When a German Greenfield manufacturing company was setting up its operations in India recently, it decided to design a profit-sharing compensation for its top brass, says Ma Foi Global Search CEO Hastha Krishnan. Reason: It wanted to grow its business fast and also needed the CEO to stay for three years at least. Profit-sharing allowed the company both. "A lot of CEOs with pay packages in the range of Rs 1.5 crore to Rs 3 crore are even willing to look at a cut in pay and take a combo of wealth creation and entrepreneurial opportunity," she says. Profit-sharing is not just a carrot to attract executives, but a means of retention too.

"It ties the CEO to his role for along duration," says Hastha Krishnan.

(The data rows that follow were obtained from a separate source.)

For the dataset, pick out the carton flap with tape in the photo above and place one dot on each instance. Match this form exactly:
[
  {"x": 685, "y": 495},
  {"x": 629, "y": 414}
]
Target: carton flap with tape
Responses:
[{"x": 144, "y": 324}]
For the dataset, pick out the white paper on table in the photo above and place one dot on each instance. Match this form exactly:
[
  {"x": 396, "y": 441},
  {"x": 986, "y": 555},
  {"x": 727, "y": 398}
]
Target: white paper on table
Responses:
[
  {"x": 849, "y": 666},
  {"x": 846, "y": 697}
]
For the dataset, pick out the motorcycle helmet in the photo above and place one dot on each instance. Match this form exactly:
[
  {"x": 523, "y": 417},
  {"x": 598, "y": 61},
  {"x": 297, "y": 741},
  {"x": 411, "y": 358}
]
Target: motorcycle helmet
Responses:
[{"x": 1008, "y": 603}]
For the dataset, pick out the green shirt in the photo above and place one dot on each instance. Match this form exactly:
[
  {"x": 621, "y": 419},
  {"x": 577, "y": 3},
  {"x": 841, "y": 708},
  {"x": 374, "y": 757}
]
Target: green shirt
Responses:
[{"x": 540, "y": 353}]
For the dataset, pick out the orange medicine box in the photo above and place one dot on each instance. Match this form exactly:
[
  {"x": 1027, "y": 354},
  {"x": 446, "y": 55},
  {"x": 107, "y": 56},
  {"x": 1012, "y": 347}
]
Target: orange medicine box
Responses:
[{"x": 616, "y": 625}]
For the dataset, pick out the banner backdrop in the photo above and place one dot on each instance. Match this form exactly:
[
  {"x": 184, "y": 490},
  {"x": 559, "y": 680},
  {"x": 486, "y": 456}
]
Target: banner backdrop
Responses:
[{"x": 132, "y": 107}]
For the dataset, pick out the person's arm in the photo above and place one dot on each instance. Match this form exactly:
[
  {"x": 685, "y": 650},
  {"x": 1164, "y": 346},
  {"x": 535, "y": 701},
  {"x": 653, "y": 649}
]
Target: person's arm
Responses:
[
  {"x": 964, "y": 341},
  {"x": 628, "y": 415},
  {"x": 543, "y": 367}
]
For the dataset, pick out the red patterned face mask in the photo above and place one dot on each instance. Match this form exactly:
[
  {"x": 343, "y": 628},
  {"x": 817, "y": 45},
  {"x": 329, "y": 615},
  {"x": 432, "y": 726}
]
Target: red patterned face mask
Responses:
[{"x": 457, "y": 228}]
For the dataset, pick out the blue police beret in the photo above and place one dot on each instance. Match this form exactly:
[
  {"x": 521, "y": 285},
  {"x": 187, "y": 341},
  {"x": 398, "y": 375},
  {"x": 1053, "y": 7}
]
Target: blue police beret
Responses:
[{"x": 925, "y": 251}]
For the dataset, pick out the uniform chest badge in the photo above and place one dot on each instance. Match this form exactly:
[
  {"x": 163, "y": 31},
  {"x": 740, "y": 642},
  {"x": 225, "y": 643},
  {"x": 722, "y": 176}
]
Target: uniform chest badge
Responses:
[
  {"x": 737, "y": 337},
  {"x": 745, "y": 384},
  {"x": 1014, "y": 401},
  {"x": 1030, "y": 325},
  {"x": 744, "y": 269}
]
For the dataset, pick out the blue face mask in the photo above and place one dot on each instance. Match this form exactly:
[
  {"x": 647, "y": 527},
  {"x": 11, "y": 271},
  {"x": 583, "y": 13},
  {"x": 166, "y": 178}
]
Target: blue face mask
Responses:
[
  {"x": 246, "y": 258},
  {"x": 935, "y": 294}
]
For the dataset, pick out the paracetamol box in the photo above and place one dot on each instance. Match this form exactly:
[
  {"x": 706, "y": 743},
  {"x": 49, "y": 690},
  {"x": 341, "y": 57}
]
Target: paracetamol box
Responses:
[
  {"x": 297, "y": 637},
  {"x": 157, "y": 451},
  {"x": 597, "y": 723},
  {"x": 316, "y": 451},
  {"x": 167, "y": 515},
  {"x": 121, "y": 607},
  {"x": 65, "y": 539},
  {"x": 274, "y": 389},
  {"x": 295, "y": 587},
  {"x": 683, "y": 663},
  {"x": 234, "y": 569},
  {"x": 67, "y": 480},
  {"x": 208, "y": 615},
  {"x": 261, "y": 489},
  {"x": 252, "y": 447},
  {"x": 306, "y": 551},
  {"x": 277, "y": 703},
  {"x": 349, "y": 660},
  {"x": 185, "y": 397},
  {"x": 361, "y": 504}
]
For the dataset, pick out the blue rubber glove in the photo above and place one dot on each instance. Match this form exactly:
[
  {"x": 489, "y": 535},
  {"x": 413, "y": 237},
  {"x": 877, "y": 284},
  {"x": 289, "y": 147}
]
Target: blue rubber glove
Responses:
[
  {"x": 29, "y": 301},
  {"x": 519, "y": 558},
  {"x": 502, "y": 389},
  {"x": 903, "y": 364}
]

Another CEO aspirant in the metals industry was offered a fixed salary of Rs 1.5 crore while the variable component was Rs 3.5 crore which is close to a little over 1% of the current profit of the company. If he meets the target, the CEO has the potential to earn Rs 3.5 crore, says MD India for Stanton Chase International R Suresh.

"If you hit the target, the variable is so high that you create wealth. In this case, the compensation has been designed with Rs 3.5 crore variable," he says. Suresh has also sat through several CEO compensation deals where companies agree to part with 1% to 2% of profit as variable. In some such deals, the profit is measured over 3 years. Around 50 % of the profit is paid after the first year while the rest after three years.

The advent and growth of private equity-owned companies has intensified the clamour for wealth creation. "PE-owned jobs give executives and opportunity to create wealth at multiple levels if the company grows," says Suresh. Compensation, bonus and a share of profits are a part of the pay deal at PE-owned companies. Also, executives are willing to take higher risk.

"Risk taking has never been higher. You deliver more, you get more. CEOs can afford to make more money. As a result, companies are using profit percentage to create wealth for these CEOs," says Ronesh Puri, managing director, Executive Access, an executive search firm. Does that mean cash is passe? "Cash compensation is not a huge motivator. It is important, but no high potential will move jobs (for cash)," says Anandorup Ghose, Head, Executive Compensation and Governance, Aon Hewitt . Headhunters such as Purvi Sheth, CEO, Shilputsi Consultants , agree that wealth creation is emphasised a lot more than ever before, but cash is equally important.

"CEOs want the best of both the worlds. There is always certain minimum cash flow needed. It is difficult to attain cash nirvana," she says. "Wealth creation plans are exciting and lucrative. That does not mean that executives are compromising on cash. It's just that the market is competitive," says Shanthi Naresh, principal and executive remuneration segment leader, human capital, Mercer. Among the guaranteed facets of compensation - assured compensation, shortterm or annual incentives, benefits and pension-related, and long-term benefits like stock option and profit-sharing - the last is the most in focus. CEOs are looking for long-term benefits. "Long-term works though you have to be competitive on all segments of compensation," says Naresh.' (Source: The Economic Times)

1 comment:

Dr. Debashish Sengupta said...

CEO is the Chief Engagement officer and the one who realizes the same shall never lose focus or compromise. I am sure these would be the ones who would be valued by the companies in future as well.